Being born a perfectionist and living with a perfectionist father and twin sister created a lot of internal tension during my life. Even though I have now come to understand that none of us are perfect (nor are we expected to be), it still causes me extreme stress when I don't live up to my own expectations. Other people are far more accepting and forgiving of me than I am of myself. At times, I am my own worst enemy, tearing myself down, minimizing my accomplishments and exaggerating my failures. Is there any hope for me?
I try to understand God's love for me and I still find it amazing that he could love someone so flawed and imperfect. He knows everything about me and yet still loves me - how awesome is that? I try to think about my own kids and how I do not expect them to be perfect. When they fail, I still love them. More and more I feel that it is a trick of the devil to try to keep us from realizing our full position in Christ. If Satan can but keep us down, keep us feeling like a failure, then we are of little use to the Kingdom of God. He would love for us to remain ineffective, insecure, and feeling unloved.

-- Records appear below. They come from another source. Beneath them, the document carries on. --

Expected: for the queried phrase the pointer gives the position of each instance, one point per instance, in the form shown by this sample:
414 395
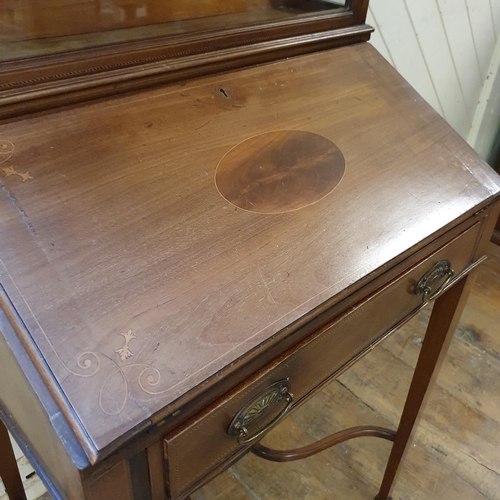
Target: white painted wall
444 48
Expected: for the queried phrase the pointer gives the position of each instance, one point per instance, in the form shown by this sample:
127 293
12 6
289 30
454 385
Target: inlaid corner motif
125 352
12 171
6 152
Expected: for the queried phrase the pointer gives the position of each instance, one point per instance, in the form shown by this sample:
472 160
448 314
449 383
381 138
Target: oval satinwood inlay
280 171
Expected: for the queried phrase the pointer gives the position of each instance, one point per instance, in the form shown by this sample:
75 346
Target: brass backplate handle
264 402
436 273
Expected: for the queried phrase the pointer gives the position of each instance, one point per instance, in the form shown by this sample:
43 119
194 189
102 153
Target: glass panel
30 28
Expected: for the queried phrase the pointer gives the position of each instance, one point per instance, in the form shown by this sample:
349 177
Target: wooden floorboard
455 453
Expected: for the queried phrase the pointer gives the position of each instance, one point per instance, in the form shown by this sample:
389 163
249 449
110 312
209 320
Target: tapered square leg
442 324
8 467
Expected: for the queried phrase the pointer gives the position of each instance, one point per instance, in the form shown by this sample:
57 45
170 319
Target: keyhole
224 93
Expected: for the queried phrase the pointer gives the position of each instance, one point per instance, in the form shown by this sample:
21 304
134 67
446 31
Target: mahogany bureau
183 265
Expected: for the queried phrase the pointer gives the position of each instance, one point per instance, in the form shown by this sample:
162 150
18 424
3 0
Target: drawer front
203 443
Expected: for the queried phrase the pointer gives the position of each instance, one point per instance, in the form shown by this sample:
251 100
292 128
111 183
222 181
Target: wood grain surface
138 282
455 449
279 171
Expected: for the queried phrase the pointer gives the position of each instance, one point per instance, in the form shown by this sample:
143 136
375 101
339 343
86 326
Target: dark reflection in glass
30 28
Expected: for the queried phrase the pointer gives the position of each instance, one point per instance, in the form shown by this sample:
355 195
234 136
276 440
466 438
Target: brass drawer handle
259 406
434 274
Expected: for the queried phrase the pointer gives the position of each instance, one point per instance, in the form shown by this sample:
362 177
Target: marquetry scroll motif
125 352
117 387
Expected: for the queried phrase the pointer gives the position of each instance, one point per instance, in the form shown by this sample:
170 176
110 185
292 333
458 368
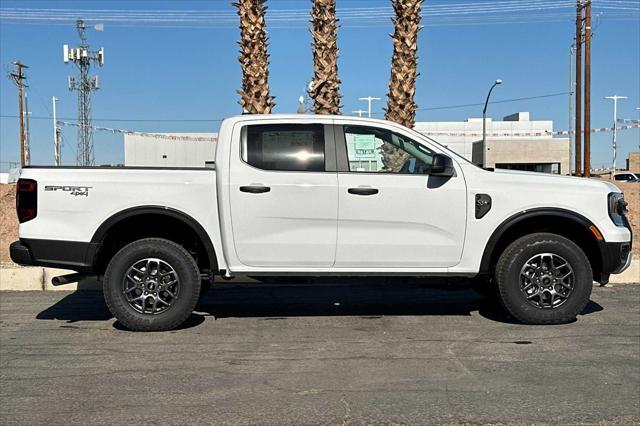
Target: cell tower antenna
84 84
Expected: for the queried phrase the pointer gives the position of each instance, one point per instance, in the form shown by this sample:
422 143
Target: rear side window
285 147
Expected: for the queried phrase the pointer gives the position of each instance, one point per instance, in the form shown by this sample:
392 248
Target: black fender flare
525 215
103 229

I am determined to start talking to myself in a positive light. So many times I find that I am berating myself, tearing myself down, hurling accusations and insults. I am determined to try to do some good in this world, despite my imperfections. My prayer is that God will help me deal with the hurts and insults that come my way from others as well as myself and that I would realize that Satan uses not only me, but others as well to tear me down. Lord, please help me to look to you when I feel weak and when I fail. Help me to have hope that with you, I can succeed and I can be loved, imperfections and all.